The 1921 Tulsa race massacre was one of the deadliest acts of domestic terrorism in U.S. history, though estimates of the death toll vary widely. Yet it is either skipped entirely in history classes or mentioned extremely briefly. As many as 300 people were killed as mobs of armed white people invaded the prosperous Black neighborhood of Greenwood, known colloquially as “Black Wall Street”, burning and looting homes, shooting to kill, and celebrating their “success” at destroying part of their own city. On top of the death toll, more than 800 people were injured, 6,000 Black people were incarcerated in a makeshift facilities for days afterward, 10,000 were left homeless, and millions of dollars (in 1921 values) in property damage occurred. And then the city spent decades pretending it never happened.

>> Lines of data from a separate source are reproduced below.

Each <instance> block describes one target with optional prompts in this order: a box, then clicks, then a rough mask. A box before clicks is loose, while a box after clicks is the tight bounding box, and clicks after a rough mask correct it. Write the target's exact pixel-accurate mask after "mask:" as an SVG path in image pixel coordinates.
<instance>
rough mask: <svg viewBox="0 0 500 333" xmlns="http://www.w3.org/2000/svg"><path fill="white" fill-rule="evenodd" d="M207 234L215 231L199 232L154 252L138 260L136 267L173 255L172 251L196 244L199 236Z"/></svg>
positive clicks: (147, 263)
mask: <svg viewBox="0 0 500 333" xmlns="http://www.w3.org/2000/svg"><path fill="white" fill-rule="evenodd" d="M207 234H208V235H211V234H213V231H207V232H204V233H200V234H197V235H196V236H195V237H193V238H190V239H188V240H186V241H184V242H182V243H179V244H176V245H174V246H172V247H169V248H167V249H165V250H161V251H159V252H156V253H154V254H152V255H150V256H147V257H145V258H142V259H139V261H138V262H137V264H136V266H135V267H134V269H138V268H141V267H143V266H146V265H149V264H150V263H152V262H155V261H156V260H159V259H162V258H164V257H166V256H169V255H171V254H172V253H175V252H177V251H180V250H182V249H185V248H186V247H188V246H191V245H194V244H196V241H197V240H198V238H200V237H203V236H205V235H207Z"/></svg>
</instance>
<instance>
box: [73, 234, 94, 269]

This book tells the story of the incident.

The Good

I don’t know what Madigan’s original work was like, but the young adult adaptation I read was clear and informative. Simply knowing about the massacre is transformative, and reading this book brings that knowledge.

There are stunning quotations and descriptions. Sadly, what stunned me most about a few of them was how similar they are to racist things people still say and believe today. On the opposite end of the spectrum, I was surprised by the actions and words of some of the white people, given how we are often led to assume “everyone was racist back then”. For example, one white business owner, whose only friends were his Black employees, drove to the impromptu detention center as soon as he heard of it and signed out his employees and their families, housing them on his own property (until the city’s police department forced such Black families to leave white neighborhoods). Or the white sheriff who, on the previous day, refused to give up a Black teen to a lynch mob and staked his own life on protecting the suspect.

Points Off For...

There were a few places where verb conjugations didn’t seem to agree with subjects, or singular phrases were matched with plurals antecedents. (I didn’t write down specific examples, but think of how this made-up sentence doesn’t work: “Twenty families wanted to buy a house.” It says a house when the author surely meant plural houses.)

There was also a difficult-to-follow order to the narrative. It begins in 1957 with a high school student in Tulsa hearing about the massacre for the first time. And it ends with that same guy (Don Ross) becoming a state legislator and helping to establish a memorial in North Tulsa that commemorates the massacre. In between those bookends, the story still wasn’t chronological except for the events in 1921. Before that, there’s a church scene used to introduce some of the major characters, but instead of a paragraph of history for each, we’re taken on a several-page ride for each of them. Don’t misunderstand, those bios were interesting — showing how many of Greenwood’s residents had struggled and worked under white supremacy for generations, finally arriving to some semblance of success in northern Tulsa — but set as they were within the supposed story of the church scene, to which the author kept returning, it made the overall narrative seem disjointed and confusing.

Conclusion

The story of the Tulsa massacre is powerful and astounding, and for the most part this book captures that power. Meant as it is for young people, part of the prologue is Beard’s trigger warning of sorts. She worried “about how the details of Black people being so brutally victimized might land on Black children and parents”, but she also worried about “how the reality of such pervasive White violence might impact White readers, most of whom have likely been taught a sanitized version of their role in American history.” She told of how she managed the overwhelming emotions while working on the project, suggesting the same for her readers (do yoga, go for a walk or swim, take a break of some other kind, etc.) Personally, I didn’t quite find myself needing this advice, but I did weep during my reading, my throat aching from the constriction.

I suggest this book (or, tentatively, Madigan’s original version) to anyone and everyone. At least read the Wikipedia article on the massacre, or a newspaper article.